Mais la ligne du gouvernement israélien est que ces gens devaient être expulsés car ils étaient “illégaux” (et qu’importait que la Cour suprême israélienne ait condamné cette politique qui faisait perdre leur statut légal aux mères, affirmant qu’il s’agissait d’une violation de la loi israélienne elle-même). Les politiciens les moins malhonnêtes sur ce sujet ont admis qu’il s’agissait de minimiser la “menace démographique” pour Israël [5].

Le message porté à la fois par le blocus et les par les expulsions est le même : l’un et l’autre servent à illustrer que les privilèges dont jouissent les Juifs israéliens sont aux dépens des droits humains de quiconque est considéré comme “autre”.

La crise des réfugiés

Bien entendu, si vous demandiez à des gazaouis à quand remontent les restrictions de la liberté de mouvement, certains pourraient bien remonter encore plus loin dans le temps. Ils pourraient par exemple rappeler qu’une ordonnance de 1984 interdisait aux agriculteurs de planter à des fins de commercialisation des arbres fruitiers sans autorisation préalable du gouverneur militaire israélien. Dans une analyse irréfutable du processus de dé-développement de la Bande de Gaza voulu par Israël, le Dr Sara Roy avait mise en évidence en 1987 que pour certains agriculteurs palestiniens l’obtention d’une telle autorisation prenait 5 ans ou davantage.

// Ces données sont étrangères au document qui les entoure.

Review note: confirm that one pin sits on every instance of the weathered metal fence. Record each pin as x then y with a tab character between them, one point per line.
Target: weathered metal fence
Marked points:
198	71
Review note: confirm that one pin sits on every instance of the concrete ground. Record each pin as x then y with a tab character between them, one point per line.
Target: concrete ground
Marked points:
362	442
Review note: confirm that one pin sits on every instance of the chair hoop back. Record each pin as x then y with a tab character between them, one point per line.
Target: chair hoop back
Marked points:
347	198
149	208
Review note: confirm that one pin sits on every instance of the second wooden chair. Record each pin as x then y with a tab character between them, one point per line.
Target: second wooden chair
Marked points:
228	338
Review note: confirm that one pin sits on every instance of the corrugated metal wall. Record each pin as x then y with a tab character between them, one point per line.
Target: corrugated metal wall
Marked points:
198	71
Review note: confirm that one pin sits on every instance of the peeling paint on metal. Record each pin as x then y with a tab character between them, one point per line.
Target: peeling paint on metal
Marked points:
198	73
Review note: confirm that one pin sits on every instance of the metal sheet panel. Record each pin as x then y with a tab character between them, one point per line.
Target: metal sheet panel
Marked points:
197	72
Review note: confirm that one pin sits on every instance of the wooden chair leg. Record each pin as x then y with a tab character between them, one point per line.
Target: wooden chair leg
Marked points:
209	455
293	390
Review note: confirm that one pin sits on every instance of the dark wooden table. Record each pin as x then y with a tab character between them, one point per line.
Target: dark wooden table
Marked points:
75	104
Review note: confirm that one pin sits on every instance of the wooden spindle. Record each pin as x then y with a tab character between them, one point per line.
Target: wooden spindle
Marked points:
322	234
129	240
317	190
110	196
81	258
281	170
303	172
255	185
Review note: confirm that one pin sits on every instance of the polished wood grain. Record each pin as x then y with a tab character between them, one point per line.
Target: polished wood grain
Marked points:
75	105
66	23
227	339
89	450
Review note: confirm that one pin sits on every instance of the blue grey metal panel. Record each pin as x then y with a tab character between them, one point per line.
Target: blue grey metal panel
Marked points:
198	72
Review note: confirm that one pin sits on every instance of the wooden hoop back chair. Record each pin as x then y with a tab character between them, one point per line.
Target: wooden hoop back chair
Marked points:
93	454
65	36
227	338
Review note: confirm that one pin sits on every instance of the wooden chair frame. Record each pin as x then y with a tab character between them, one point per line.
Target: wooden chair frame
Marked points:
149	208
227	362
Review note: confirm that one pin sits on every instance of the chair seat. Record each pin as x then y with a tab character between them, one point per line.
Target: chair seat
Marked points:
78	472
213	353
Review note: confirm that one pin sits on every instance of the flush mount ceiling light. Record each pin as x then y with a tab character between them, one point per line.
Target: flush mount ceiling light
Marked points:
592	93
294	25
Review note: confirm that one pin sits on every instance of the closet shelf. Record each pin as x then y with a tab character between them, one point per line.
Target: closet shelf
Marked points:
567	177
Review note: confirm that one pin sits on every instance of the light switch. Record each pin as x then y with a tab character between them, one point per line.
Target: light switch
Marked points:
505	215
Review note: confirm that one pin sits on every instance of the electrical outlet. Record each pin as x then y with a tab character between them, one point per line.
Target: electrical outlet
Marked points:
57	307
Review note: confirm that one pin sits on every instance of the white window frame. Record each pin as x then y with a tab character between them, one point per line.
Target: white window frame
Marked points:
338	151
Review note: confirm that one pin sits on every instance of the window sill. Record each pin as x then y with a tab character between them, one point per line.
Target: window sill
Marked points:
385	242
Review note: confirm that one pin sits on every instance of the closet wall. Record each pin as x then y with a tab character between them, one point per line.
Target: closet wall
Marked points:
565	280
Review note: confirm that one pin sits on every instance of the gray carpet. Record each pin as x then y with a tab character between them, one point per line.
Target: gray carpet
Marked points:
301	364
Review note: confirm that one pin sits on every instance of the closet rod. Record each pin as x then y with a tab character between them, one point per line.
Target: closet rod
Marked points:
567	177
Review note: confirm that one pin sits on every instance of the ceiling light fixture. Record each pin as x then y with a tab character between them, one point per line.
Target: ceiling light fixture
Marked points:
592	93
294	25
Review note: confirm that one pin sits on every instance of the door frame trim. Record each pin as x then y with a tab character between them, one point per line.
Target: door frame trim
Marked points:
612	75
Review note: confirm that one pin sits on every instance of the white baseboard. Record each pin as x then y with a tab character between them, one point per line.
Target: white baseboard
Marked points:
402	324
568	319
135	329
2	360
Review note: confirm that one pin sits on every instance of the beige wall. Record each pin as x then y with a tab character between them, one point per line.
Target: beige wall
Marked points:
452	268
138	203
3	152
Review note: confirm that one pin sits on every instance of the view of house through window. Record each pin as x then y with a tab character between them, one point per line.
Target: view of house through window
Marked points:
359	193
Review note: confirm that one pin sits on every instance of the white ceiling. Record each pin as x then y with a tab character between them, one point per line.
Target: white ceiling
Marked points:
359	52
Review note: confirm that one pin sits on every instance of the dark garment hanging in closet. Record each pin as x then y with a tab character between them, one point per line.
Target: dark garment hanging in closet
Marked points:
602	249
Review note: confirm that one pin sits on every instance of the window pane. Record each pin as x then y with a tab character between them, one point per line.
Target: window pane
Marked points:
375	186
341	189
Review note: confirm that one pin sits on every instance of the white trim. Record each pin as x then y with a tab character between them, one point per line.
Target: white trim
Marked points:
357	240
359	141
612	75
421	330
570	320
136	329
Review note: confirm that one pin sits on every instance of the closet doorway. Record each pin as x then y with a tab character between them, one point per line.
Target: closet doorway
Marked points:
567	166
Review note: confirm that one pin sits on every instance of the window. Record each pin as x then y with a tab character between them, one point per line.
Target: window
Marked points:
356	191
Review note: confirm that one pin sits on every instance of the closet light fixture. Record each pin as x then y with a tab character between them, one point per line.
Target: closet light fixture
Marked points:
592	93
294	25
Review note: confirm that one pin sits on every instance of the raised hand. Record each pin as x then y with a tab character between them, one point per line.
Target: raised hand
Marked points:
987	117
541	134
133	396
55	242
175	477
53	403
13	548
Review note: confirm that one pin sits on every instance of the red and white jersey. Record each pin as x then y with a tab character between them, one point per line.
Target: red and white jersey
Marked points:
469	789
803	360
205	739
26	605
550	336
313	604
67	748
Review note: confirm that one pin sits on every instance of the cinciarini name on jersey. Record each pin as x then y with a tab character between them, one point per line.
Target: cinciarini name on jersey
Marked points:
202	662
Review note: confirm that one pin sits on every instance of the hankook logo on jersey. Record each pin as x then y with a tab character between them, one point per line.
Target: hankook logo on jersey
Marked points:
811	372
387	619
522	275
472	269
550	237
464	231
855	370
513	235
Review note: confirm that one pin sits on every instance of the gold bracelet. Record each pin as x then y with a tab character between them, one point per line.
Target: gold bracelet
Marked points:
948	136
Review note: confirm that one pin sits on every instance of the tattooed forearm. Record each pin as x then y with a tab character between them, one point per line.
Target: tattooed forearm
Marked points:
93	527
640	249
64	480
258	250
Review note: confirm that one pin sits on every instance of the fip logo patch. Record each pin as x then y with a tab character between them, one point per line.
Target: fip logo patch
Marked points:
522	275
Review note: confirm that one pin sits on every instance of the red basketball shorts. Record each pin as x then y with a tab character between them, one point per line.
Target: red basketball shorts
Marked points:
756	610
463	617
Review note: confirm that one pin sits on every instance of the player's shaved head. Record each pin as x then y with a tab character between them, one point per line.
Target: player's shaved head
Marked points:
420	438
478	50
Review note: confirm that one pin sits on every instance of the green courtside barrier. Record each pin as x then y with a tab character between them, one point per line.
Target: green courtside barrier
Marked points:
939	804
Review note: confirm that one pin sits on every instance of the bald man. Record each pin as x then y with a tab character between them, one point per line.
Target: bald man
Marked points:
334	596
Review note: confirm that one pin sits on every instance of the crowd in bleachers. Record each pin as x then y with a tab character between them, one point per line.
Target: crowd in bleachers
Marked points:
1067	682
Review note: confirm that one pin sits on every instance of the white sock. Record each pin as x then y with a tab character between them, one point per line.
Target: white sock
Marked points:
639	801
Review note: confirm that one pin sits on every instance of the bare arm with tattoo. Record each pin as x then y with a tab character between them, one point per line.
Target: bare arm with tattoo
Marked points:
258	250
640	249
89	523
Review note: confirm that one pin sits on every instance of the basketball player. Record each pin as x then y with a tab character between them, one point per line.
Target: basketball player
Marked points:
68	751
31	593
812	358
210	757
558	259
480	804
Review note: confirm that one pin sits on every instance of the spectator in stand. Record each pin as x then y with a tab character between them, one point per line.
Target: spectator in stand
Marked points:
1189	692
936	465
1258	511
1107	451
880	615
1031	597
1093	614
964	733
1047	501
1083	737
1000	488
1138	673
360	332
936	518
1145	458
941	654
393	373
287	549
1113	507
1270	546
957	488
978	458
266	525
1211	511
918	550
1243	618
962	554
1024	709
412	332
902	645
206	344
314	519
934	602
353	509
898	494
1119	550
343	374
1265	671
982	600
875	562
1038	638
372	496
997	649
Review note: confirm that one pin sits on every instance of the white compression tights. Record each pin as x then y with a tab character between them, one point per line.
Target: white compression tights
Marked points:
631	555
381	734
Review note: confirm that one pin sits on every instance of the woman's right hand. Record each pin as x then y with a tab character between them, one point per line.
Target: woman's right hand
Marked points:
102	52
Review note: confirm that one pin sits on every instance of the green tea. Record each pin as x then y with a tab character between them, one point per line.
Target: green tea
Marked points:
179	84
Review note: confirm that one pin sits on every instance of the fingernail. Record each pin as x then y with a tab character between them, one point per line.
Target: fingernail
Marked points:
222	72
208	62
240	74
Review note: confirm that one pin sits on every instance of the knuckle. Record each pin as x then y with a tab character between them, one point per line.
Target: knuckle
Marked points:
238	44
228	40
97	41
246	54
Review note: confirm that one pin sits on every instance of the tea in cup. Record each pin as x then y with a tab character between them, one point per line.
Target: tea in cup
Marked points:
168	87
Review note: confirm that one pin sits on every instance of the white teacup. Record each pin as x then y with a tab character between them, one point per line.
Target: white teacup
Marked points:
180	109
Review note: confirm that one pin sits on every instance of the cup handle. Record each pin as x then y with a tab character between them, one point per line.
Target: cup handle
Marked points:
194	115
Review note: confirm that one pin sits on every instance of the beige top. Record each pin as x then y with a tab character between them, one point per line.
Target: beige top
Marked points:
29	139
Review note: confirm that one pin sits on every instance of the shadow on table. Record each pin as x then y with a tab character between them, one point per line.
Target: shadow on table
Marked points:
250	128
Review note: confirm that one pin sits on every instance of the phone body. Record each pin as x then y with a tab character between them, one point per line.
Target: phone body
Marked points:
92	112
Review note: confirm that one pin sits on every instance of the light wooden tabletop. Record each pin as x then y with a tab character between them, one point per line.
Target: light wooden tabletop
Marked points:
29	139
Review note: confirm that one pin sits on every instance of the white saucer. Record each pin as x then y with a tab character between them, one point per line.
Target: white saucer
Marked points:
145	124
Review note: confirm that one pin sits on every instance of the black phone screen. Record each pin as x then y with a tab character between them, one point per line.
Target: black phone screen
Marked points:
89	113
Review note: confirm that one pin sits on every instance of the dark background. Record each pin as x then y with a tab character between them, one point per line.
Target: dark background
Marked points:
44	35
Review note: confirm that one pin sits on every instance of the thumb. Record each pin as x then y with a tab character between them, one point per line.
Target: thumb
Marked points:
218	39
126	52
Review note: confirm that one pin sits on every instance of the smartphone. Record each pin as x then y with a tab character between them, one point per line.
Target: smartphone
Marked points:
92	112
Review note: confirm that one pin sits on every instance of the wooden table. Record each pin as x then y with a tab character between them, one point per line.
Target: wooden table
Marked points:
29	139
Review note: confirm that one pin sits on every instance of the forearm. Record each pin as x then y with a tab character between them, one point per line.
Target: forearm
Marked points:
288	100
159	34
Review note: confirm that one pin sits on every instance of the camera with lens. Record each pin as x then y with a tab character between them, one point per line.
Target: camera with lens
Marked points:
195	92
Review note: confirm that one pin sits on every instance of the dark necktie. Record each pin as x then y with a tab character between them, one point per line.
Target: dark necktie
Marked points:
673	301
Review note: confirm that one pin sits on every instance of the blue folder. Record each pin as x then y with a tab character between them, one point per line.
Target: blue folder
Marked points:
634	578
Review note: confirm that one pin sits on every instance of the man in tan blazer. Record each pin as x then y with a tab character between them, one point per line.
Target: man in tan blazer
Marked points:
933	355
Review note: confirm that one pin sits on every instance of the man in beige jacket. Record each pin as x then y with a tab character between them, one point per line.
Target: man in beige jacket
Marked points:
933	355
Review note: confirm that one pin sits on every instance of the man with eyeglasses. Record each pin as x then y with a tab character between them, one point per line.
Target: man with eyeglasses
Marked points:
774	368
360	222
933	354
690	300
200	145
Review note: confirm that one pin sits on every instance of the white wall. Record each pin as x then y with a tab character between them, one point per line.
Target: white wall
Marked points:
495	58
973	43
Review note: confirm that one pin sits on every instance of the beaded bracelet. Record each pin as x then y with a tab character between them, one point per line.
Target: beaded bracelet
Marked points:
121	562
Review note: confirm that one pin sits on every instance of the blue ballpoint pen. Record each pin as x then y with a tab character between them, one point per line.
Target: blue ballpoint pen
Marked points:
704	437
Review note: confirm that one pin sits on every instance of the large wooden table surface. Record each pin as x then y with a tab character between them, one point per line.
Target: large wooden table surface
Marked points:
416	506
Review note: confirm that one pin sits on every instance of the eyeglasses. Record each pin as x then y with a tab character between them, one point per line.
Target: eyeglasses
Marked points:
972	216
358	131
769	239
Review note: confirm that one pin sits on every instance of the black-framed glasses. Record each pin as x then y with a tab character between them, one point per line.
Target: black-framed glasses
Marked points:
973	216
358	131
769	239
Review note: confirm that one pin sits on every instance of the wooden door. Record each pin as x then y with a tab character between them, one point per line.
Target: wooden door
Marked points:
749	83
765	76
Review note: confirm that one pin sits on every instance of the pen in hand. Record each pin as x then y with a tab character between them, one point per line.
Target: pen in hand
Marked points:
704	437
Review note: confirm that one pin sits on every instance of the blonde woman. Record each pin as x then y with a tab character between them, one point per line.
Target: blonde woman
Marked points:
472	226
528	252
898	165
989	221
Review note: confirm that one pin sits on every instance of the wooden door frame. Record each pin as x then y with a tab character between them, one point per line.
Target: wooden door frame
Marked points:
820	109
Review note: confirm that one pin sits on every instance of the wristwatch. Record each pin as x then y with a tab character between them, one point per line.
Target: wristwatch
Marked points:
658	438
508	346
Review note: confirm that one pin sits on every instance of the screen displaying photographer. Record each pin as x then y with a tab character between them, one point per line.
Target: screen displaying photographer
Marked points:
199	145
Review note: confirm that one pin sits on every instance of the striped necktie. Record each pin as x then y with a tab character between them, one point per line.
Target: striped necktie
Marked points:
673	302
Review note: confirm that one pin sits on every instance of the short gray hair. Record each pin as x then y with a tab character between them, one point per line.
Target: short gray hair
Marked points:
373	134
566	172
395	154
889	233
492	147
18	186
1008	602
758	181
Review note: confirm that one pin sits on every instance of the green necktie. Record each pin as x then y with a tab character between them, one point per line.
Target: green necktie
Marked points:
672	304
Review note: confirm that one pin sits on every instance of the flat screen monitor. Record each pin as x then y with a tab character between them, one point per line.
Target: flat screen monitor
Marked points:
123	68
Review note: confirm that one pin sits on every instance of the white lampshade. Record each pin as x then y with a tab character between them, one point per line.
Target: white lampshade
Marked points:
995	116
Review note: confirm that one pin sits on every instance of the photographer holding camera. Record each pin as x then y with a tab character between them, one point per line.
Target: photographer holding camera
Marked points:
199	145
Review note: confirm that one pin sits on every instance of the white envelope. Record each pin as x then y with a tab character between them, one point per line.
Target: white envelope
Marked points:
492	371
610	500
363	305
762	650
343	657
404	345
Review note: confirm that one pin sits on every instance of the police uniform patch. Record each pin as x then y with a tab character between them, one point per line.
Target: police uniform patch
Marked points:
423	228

Alors qu’à l’époque les habitants de Gaza étaient encore en mesure de se déplacer et d’entrer et sortir de la Bande de Gaza, leur capacité à vivre librement de leur travail sur leur terre avait été sérieusement restreinte, ainsi que l’était leur économie. Selon le Dr Roy, l’occupation avait rendu la Bande désespérément dépendante d’Israël et vulnérable à ses fluctuations économiques comme aux caprices de ses dirigeants politiques. L’occupation avait aussi créé un marché captif, un dépotoir commode pour des produits israéliens.

Mais, ainsi que l’a souligné le Dr Roy, les malheurs de l’économie de Gaza n’avaient pas commencé avec l’occupation. Ils ont commencé avec le soudain afflux inattendu de réfugiés palestiniens en 1948.  La Bande de Gaza était à cette époque essen­tiel­lement agricole, explique-t-elle, et la richesse était fortement concentrée entre les mains d’une petite minorité. Pour le dire simplement, il n’y avait pas assez pour tout le monde.

Les organisateurs des “flottilles” ont souligné leur volonté de tenter de contester le blocus israélien de Gaza, mais si on décortique le blocus lui-même, cela met en évidence des questions urgentes auxquelles il faut trouver des réponses : le statut des réfugiés, les effets désastreux et implacables de plus de 40 ans d’occupation, et le total manque de respect d’Israël pour les droits humains des non-Juifs. Et c’est là une discussion que le gouvernement israélien veut qu’aucun d’entre nous n’entame.